The .ini file follows the Glib KeyFile format.

The structure of the file is the following:

[Text]
Whitelist=text/.*;.*json.*;
Blacklist=text/css;application/javascript;text/xslt;.*xml.*;

[Html]
Attributes=href;name;value;title;id;src;
StrippedTags=script;object;style;noscript;embed;video;audio;canvas;svg;

The elements of Whitelist and Blacklist are treated as regular expressions. The elements of Attributes and StrippedTags are treated as strings. The separator character is ";". If the regular expression contains ";", it has to be escaped: "\;".

The [Text] section contains general parameters that define text to be indexed/searched. The [Html] section handles the text/html content-type. Certain parts are stripped from the HTML content, such as tags, or even the content of the tags.

  • Whitelist: Patterns that are matched with the HTTP Content-Types. The listed MIME types are included in the indexing/search.

  • Blacklist: The elements of this list are excluded from indexing/search.

  • Attributes: The elements of this list will be indexed/searched.

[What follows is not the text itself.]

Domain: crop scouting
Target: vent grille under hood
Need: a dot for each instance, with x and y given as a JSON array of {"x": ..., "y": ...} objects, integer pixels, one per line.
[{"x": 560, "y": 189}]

  • StrippedTags: The tags and the content of the tags in this list are not indexed/searched. If the attributes of the tags are in the Attributes list, they will be indexed/searched.

After saving the changes to the .ini file, the new jobs will use the modified file and therefore will be indexed accordingly.

Note

If the httpconfig.ini is missing or syntactically incorrect, it reverts back to the default .ini file. This will be visible in the log messages also.

Note

Recursive indexing is not possible, if PSM has already indexed a trail, it will not be reindexed by AP.

The following parameters can be tokenized during search: url, hostname and content-type from headers. Both urlencoded GET and POST data are tokenized as key=value tokens. In the HTML content, the following metadata are indexed from the meta tags: description, keywords, author and application.